Centripetal Acceleration and Satellite Question

[chihockey7]

1. The astronaut orbiting the Earth in Figure P4.30 is preparing to dock with a Westar VI satellite. The satellite is in a circular orbit 600 km above the Earth's surface, where the free-fall acceleration is 8.21 m/s2. The radius of the Earth is 6400 km.
a) Determine the speed of the satellite. m/s
b) Determine the time required to complete one orbit around the Earth. min


2. Homework Equations [/b]
centripetal acceleration= v squared/ radius
distance*speed= time


3. The Attempt at a Solution [/b]
To solve for the speed I used 8.21 as the centripetal acceleration and made that equal to v squared/7000 and then solved for v.

8.21=v squared/7000
v= 239 m/s

I then took 14000*3.14 for the circumference of the orbit and multiplied that by 239 m/s for the total time to orbit and divided that by 60 to put the answer in minutes. I got 2919.94 minutes.

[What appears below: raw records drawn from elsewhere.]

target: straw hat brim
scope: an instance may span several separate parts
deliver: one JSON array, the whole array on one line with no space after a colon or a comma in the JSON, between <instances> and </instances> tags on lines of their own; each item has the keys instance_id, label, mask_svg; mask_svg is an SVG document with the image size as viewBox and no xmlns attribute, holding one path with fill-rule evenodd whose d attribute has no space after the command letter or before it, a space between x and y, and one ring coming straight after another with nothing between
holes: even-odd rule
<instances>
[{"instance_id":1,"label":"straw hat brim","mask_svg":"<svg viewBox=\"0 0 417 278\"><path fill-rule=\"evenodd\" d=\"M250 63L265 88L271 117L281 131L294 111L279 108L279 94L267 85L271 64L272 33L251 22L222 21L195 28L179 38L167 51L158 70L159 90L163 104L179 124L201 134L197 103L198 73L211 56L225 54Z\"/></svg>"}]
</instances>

However, both answers are wrong. Can I not use the free fall acceleration for centripetal acceleration?

 

[cepheid]

Welcome to PF,

I then took 14000*3.14 for the circumference of the orbit and multiplied that by 239 m/s for the total time to orbit

Are you trying to claim that distance*speed = time? You might want to rethink that one...

 

[cepheid]

However, both answers are wrong. Can I not use the free fall acceleration for centripetal acceleration?

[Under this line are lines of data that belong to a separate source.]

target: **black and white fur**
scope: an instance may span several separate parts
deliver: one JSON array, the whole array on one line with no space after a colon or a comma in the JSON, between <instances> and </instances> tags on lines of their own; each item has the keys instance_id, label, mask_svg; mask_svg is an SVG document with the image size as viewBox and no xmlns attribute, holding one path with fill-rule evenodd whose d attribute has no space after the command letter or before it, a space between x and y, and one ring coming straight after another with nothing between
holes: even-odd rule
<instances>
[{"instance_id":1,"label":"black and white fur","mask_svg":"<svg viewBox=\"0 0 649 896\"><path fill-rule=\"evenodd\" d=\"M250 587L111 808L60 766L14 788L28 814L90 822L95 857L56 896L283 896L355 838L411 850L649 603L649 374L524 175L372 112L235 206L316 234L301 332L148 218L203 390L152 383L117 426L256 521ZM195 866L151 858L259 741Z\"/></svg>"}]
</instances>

Yes, you can, and you should, because gravity is what is providing the centripetal force that keeps the satellite moving in a circle. You might have a computation error. Can you post your calculations for part a?

 

[chihockey7]

for part a I used the equation centripetal acceleration= v^2/ radius

8.21= v^2/(6400+600)
57470=v^2
v= 239.73

what is wrong with this calculation?

Concerning finding the time. I completely forgot that t=distance/speed.

 

[chihockey7]

I just realized my problem. I did not do the simple unit conversions from km to m. Everything worked out fine. Thanks for all of your help!